Serious Growth, Serious Attacks In Net's Future

If the Internet is primed for serious growth as its importance to users accelerates in the coming decade, the Net is also prime as a target for serious infrastructure attacks in the same coming timeframe, according to a new study by the Pew Internet & American Life Project and Elon University.

“A simple scan of the growing number and growing sophistication of the viral critters already populating our networks is ample evidence of the capacity and motivation to disrupt,” the survey quoted one unidentified analyst as saying, adding that 11 percent of those polled dispute the prediction, while 7 percent – including some who expect no attack serious enough to involve loss of life or long outages – challenged it.

Called "The Future of the Internet," the Pew/Elon study said at least half or better of the technology leaders, scholars, Internet industry officials, and select members of the public who participated in the study believed there would be more people online, shifting dynamics in work and family life – and even the life of citizens versus the government – within the next ten years.
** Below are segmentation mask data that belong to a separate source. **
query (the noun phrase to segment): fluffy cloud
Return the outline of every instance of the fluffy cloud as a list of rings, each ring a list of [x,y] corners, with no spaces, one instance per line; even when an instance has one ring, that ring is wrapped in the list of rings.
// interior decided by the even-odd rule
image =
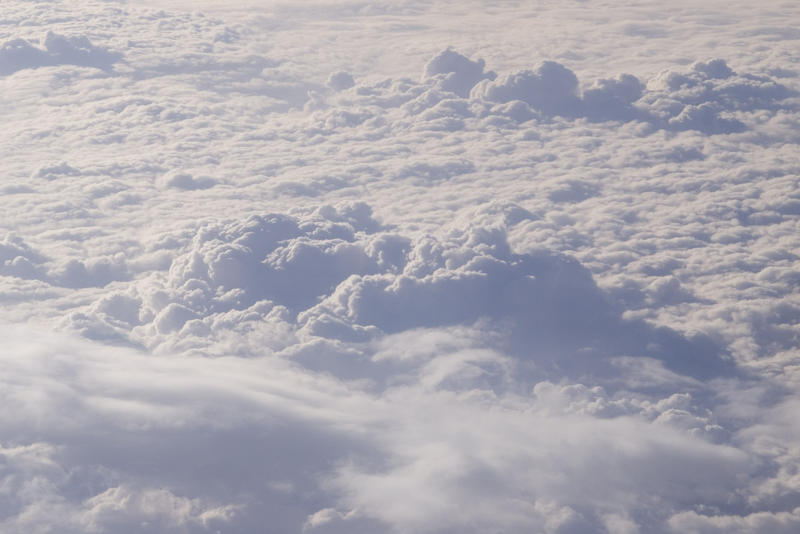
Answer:
[[[681,503],[729,502],[757,466],[702,431],[708,415],[690,415],[688,395],[612,399],[544,382],[496,396],[469,369],[497,372],[503,357],[456,330],[382,342],[376,364],[419,375],[377,395],[280,358],[153,358],[7,334],[12,530],[235,531],[269,519],[312,531],[570,532],[637,516],[651,499],[662,511],[641,526],[660,528],[686,520],[670,519]]]
[[[458,52],[447,49],[433,57],[425,65],[423,80],[435,80],[436,85],[460,97],[469,95],[472,88],[481,80],[493,80],[494,72],[484,72],[486,62],[482,59],[472,61]]]
[[[44,257],[32,250],[21,238],[6,235],[0,243],[0,271],[6,276],[24,279],[43,276],[41,264]]]
[[[108,69],[120,55],[92,44],[86,36],[65,36],[47,32],[44,49],[25,39],[12,39],[0,47],[0,74],[54,65],[78,65]]]
[[[485,321],[478,328],[504,331],[502,350],[535,362],[540,376],[611,380],[624,357],[693,378],[732,372],[730,357],[707,336],[623,319],[575,260],[512,252],[505,225],[531,216],[518,206],[505,206],[499,221],[485,211],[475,214],[480,224],[456,226],[442,239],[387,231],[363,203],[324,206],[301,218],[269,214],[208,225],[165,278],[142,279],[70,321],[89,337],[206,350],[204,337],[227,339],[231,328],[241,335],[245,324],[271,332],[267,346],[281,350],[296,342],[295,329],[356,341]],[[516,212],[522,218],[509,219]],[[70,287],[88,285],[84,278],[97,285],[123,279],[110,269],[105,262],[73,263],[61,278]]]
[[[536,70],[507,74],[475,90],[491,102],[521,100],[546,115],[578,115],[578,78],[555,61],[545,61]]]
[[[628,355],[660,359],[690,376],[728,372],[722,351],[709,339],[622,320],[574,260],[513,254],[502,227],[473,227],[448,237],[415,244],[402,273],[353,272],[303,312],[300,323],[309,332],[352,338],[370,327],[391,333],[488,319],[506,330],[505,350],[555,366],[560,375],[599,376],[604,357]]]
[[[796,10],[155,4],[4,4],[0,530],[796,528]]]
[[[578,85],[574,72],[546,61],[536,70],[483,82],[472,96],[489,102],[524,102],[544,116],[638,120],[662,128],[720,134],[746,129],[726,113],[781,109],[795,94],[768,77],[738,75],[722,59],[697,62],[688,73],[665,71],[647,84],[621,74],[597,80],[582,93]]]

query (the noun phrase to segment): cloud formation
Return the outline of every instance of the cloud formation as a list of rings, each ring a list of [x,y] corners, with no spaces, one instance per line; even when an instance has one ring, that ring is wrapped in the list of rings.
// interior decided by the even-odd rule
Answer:
[[[92,44],[86,36],[65,36],[47,32],[44,49],[25,39],[12,39],[0,46],[0,75],[23,69],[56,65],[78,65],[109,69],[121,56]]]
[[[494,80],[497,77],[494,72],[484,72],[485,65],[482,59],[472,61],[448,48],[425,64],[422,79],[435,80],[437,87],[463,98],[481,80]]]
[[[602,17],[5,3],[0,530],[796,530],[798,12]]]
[[[321,532],[672,532],[793,521],[758,511],[780,479],[766,467],[774,453],[748,434],[793,443],[777,426],[738,428],[724,406],[707,408],[705,388],[697,398],[647,385],[520,389],[513,360],[469,327],[411,330],[339,356],[366,349],[359,366],[390,373],[379,389],[340,381],[338,365],[309,373],[296,356],[159,358],[6,334],[4,484],[36,481],[7,501],[9,530],[271,521]],[[633,368],[619,371],[635,385]],[[724,394],[724,384],[706,387]],[[779,425],[795,402],[762,421]]]

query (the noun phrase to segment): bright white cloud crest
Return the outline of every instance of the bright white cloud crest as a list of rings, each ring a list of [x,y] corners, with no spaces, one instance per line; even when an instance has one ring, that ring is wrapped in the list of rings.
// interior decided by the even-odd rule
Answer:
[[[800,13],[534,4],[4,6],[0,531],[798,531]]]

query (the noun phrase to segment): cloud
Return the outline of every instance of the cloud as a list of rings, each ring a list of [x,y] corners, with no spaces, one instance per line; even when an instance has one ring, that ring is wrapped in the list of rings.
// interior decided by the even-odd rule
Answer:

In fact, the study said 59 percent of respondents believe the proliferation of computing devices in home, workplace, telephones, cars, and "even clothes" would mean a growing proliferation of government and business surveillance. But 57 percent agreed virtual classes would be more widespread in formal education; 56 percent agreed telecommuting and home-schooling online would narrow the line between work and leisure, thus changing family dynamics; and, exactly half believe anonymous free peer-to-peer music and other file sharing would still be easy a decade from now, the study added.

The various experts who took part in the survey, Pew and Elon said, expressed varying views on just how far the Internet would impact on life in terms of government, business distribution models, health care, home entertainment, and quality information availability, especially in the era in which Webloggers have begun staking ground as serious news avatars amidst rising criticism of mainstream journalism.

One unnamed expert was quoted as saying that the wider dissemination of information would "increasingly become the dissemination of drivel. As more and more 'data' is posted on the Internet, there will be increasingly less 'information'," a kind of high-tech confirmation of the late journalist Malcolm Muggeridge's 1970s lament that the increase of news publishing and programming equaled a kind of "Newzak" of continuous information saying very little of substance in the long run.

But other experts cited by Pew and Elon surveyors predicted anything from TiVo "kill(ing) the commercial television format" and peer-to-peer plus online music download stores equaling the death of the traditional music album format, to the Internet "wear(ing) away institutions that have forgotten how to sound human and how to engage in conversation."